Topological Superconductivity in Altermagnetic Heterostructures on a Honeycomb Lattice

TL;DR

This paper explores how the lattice structure in altermagnet-superconductor heterostructures influences topological superconductivity, revealing a complex phase diagram with chiral and Majorana corner modes on a honeycomb lattice.

Contribution

It introduces a model on a honeycomb lattice showing the dependence of topological states on lattice structure and analyzes the robustness of these states under disorder.

Findings

Topological phases include chiral edge modes and Majorana corner modes.

Edge modes are robust to disorder, but corner modes are sensitive to microscopic details.
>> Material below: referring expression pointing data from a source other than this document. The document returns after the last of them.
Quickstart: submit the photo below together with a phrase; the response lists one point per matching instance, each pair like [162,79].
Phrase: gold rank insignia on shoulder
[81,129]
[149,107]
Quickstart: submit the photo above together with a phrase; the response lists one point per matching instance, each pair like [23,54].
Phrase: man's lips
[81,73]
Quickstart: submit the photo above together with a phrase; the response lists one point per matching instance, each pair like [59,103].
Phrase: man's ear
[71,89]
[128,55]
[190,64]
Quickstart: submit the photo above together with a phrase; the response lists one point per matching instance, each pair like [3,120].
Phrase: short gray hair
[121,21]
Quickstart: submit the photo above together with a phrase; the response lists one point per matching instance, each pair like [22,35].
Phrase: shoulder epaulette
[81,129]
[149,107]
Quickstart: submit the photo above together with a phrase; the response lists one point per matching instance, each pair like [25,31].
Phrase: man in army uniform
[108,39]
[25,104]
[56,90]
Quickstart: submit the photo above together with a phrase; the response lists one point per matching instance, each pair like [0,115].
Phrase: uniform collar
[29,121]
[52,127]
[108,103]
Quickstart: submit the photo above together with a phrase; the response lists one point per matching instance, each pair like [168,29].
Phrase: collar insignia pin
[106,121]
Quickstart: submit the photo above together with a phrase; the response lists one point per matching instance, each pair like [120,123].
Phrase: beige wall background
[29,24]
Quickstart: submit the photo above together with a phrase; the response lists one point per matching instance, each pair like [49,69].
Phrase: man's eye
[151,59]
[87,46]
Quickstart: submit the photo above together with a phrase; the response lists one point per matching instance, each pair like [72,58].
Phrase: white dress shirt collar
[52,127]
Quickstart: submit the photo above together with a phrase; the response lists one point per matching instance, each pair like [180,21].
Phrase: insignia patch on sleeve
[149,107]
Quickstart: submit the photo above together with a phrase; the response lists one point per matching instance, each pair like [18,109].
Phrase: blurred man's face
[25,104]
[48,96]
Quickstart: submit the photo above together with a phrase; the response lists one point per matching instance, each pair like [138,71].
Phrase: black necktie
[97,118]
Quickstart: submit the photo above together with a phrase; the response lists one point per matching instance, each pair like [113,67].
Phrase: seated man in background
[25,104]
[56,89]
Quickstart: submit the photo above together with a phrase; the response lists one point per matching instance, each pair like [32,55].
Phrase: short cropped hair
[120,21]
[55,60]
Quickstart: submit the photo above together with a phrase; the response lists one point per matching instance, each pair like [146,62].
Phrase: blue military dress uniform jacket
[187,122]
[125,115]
Vacancies can create low-energy states that mimic corner modes.

Abstract

Altermagnet-superconductor heterostructures have been shown, in principle, to provide a route towards realising topological superconductivity, and therefore host topologically protected boundary states. In this work we demonstrate that the topological states observed are dependent on the structure of the underlying lattice. By deriving and analysing a model on a honeycomb lattice, we demonstrate that the topological phase diagram has a rich structure containing both chiral edge modes and Majorana corner modes, the latter of which are an indication of higher-order topology. We analyse the effect of disorder on these states and find that whilst the edge modes are robust to a disordered system, any potential observation of the corner modes may be sensitive to the microscopic details. In particular, we show that vacancies can lead to other low energy bound states that may be difficult to distinguish from the corner modes.